Locals want more New Orleans levee truck work
Published 12:00 am Sunday, March 15, 2009
NEW ORLEANS (AP) — When it comes to work, this hurricane-hit region is one of the few bright spots in the nation thanks to the billions of dollars in reconstruction money being spent on levees.
But if you talk to local dump truck drivers, you wouldn’t know it.
Dozens of truckers plan to rally Monday to demand the Army Corps of Engineers give more of the levee work to local drivers. The corps is paying trucks to haul tens of millions of cubic yards of dirt to make levees.
A group of truckers descended on a corps public meeting Wednesday night and said they wanted more work.

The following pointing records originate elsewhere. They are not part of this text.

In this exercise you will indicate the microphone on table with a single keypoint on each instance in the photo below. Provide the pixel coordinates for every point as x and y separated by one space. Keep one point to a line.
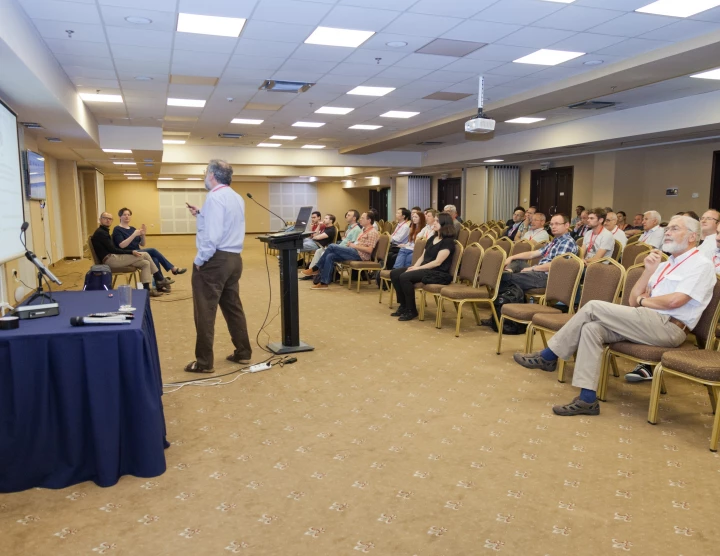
267 209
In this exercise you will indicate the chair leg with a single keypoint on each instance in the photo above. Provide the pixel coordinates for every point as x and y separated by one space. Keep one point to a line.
655 397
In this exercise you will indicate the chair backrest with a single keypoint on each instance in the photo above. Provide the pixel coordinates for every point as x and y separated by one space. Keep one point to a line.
563 279
491 270
632 275
631 252
505 244
463 236
474 236
418 250
472 257
705 329
602 281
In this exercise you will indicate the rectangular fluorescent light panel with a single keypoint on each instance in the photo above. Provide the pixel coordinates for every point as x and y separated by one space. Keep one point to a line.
192 103
371 91
398 114
210 25
524 120
92 97
547 57
331 36
678 8
333 110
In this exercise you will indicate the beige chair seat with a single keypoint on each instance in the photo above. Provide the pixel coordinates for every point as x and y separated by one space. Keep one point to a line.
526 311
703 364
551 321
648 353
461 291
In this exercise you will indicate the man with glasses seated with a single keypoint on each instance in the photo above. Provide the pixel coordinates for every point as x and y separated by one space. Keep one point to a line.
666 302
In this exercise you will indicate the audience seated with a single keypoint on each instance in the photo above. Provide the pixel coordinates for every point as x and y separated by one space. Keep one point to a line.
433 267
359 250
666 302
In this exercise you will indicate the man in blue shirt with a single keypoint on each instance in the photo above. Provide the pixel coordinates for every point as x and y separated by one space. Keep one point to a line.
218 268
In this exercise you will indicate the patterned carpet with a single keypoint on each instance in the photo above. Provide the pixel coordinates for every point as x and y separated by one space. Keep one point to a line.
390 438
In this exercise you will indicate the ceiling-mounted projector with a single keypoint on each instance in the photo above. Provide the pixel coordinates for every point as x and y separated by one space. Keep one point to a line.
481 123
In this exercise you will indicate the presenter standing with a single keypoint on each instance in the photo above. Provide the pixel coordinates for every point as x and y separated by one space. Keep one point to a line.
218 267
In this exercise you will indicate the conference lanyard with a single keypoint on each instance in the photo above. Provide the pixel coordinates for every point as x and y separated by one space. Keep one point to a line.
671 270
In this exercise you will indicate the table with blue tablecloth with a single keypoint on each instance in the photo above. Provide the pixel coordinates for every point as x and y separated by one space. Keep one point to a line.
80 403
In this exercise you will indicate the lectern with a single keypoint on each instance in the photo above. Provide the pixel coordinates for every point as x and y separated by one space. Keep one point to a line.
288 244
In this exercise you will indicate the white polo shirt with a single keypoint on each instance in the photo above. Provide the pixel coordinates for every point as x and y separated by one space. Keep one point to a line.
691 274
653 237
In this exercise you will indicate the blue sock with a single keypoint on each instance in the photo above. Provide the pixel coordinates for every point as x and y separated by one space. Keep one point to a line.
588 396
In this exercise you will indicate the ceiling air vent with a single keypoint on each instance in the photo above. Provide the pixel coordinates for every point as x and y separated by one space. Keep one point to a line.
285 86
591 105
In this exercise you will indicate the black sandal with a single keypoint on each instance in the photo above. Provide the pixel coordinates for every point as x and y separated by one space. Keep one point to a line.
193 367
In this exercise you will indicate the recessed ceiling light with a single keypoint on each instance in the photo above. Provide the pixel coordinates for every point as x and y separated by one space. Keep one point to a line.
712 74
678 8
333 110
92 97
308 124
138 20
547 57
330 36
371 91
210 25
524 120
398 114
192 103
244 121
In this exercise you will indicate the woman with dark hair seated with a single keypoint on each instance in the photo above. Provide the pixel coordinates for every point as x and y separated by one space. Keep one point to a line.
432 267
127 237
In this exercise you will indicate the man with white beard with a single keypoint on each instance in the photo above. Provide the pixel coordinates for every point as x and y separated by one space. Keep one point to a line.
666 303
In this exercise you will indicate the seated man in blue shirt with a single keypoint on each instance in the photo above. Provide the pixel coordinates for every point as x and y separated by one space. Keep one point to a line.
127 237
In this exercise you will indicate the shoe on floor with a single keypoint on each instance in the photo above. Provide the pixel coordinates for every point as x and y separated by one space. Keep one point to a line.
577 407
534 361
639 374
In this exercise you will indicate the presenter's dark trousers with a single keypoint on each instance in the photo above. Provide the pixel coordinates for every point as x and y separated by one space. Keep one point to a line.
218 283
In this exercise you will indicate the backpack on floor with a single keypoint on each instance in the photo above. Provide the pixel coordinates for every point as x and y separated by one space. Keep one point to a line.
99 277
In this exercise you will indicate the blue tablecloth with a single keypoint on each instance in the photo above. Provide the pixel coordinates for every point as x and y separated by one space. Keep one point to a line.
80 403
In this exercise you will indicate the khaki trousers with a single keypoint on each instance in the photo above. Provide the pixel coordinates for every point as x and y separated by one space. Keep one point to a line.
599 323
217 283
143 262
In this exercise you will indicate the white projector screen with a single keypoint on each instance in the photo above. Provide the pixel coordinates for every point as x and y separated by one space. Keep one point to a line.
11 192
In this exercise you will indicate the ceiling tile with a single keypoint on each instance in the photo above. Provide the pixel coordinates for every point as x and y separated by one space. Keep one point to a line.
425 25
481 31
518 12
633 24
349 17
290 11
535 37
576 18
454 8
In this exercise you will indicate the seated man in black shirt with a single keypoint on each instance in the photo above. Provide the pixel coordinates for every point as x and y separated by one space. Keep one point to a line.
115 257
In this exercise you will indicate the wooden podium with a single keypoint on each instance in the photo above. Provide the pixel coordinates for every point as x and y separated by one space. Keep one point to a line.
288 244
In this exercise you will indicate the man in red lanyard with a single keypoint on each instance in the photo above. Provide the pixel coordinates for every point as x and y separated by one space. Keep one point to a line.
666 303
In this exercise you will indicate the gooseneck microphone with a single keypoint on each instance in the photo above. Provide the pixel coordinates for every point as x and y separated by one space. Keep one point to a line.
267 209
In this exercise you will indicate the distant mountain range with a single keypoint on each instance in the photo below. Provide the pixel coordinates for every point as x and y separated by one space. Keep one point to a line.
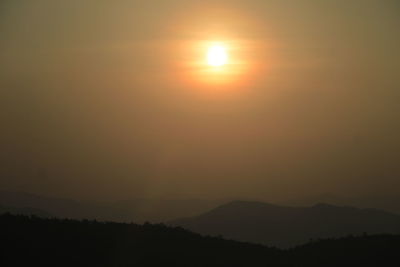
284 226
136 210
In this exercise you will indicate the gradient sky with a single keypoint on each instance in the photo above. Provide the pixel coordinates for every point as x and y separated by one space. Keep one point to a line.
110 100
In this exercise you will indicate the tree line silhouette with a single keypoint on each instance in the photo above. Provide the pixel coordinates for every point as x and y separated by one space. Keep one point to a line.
35 241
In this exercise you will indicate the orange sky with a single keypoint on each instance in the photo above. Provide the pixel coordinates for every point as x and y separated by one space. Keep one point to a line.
109 99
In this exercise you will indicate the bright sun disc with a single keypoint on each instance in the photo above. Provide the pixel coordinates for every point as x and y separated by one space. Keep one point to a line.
216 56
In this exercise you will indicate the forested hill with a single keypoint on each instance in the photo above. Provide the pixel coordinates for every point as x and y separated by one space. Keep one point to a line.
33 241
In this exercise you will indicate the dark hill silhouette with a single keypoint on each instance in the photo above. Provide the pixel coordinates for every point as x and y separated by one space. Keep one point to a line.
34 241
288 226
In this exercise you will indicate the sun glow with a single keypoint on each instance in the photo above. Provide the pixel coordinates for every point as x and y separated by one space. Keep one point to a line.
217 56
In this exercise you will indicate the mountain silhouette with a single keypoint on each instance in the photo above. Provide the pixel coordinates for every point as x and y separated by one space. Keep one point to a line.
34 241
138 210
288 226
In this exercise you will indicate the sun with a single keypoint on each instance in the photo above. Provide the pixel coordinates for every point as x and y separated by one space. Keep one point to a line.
216 56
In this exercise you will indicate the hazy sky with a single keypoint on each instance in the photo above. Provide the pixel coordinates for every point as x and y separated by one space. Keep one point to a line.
111 99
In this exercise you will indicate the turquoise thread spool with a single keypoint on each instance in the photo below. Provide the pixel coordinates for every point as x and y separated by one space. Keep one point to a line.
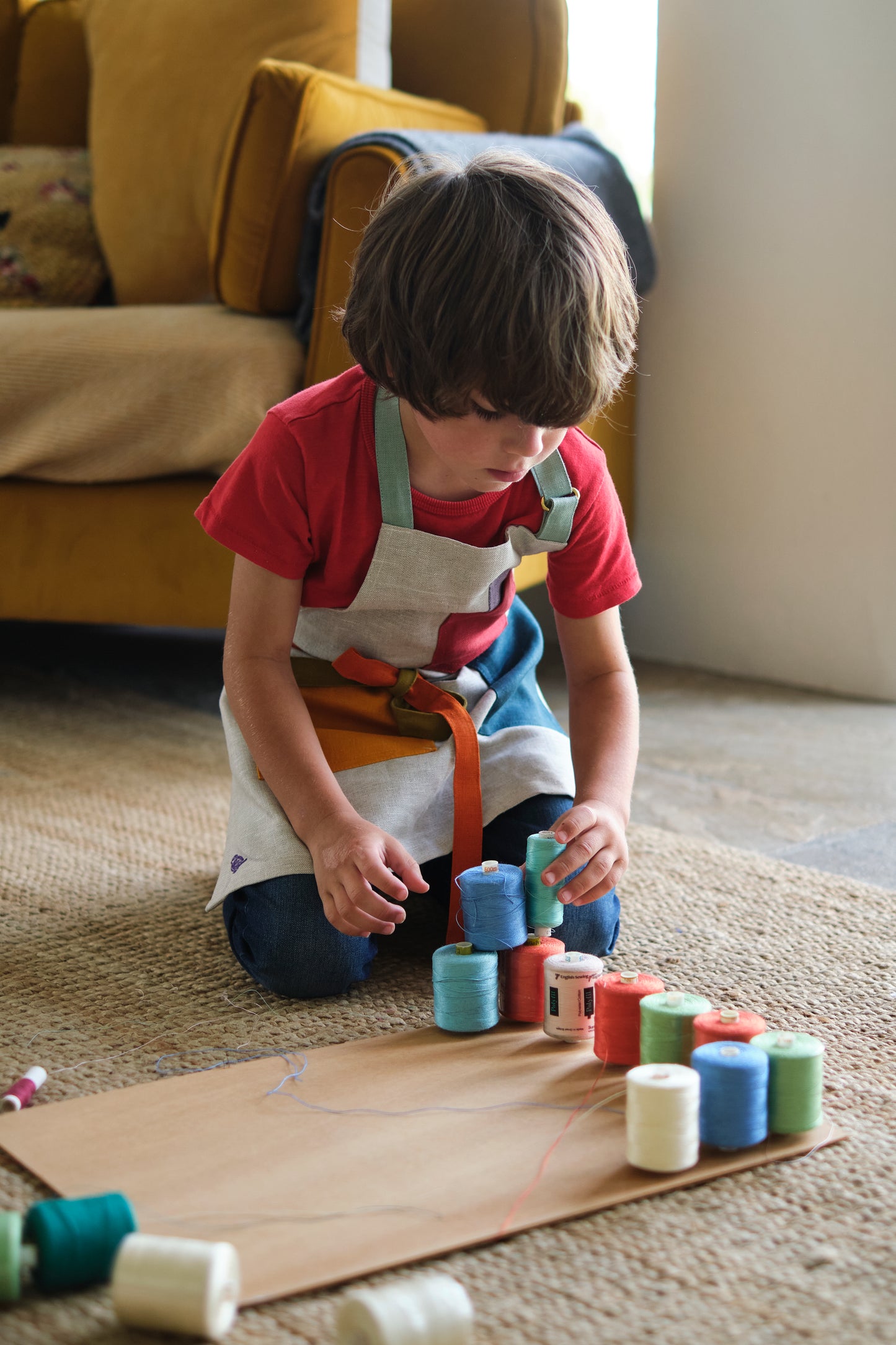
494 906
667 1027
465 988
796 1080
543 908
77 1239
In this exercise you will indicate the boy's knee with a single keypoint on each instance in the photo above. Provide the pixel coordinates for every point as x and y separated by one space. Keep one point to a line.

‘‘Our tax dollars, the money that we make, we spend it right back here, in the parish, in the state, it stays here. These out-of-towners, they get paid on Friday, they send the money back home,’’ Dennis Weber, a trucker from Avondale, La., said at the meeting to applause.
The group postponed a rally Saturday because of heavy rain.
Chris Gilmore, a corps project manager, told the truckers that the corps would gather a list of local truck drivers and pass it onto their contractors, suggesting they hire more locals.
‘‘Can’t guarantee you that they’ll hire you, but at least they will have a list of local contractors, and the equipment they have,’’ Gilmore told the truckers. ‘‘We don’t have any control over who the contractor brings in.’’
The truckers’ complaints are not new. Local contractors — particularly small minority firms and black workers — have complained since Katrina struck on Aug. 29, 2005, that they have been frozen out of rebuilding work.
At least one congressional report, a 2007 report by the House Small Business Committee, confirmed those suspicions. The report found that Department of Defense, which oversees the corps, awarded 8 percent of its Gulf Coast recovery contracts to small businesses in Louisiana between August 2005 and Oct. 4, 2006, and fewer still after that date.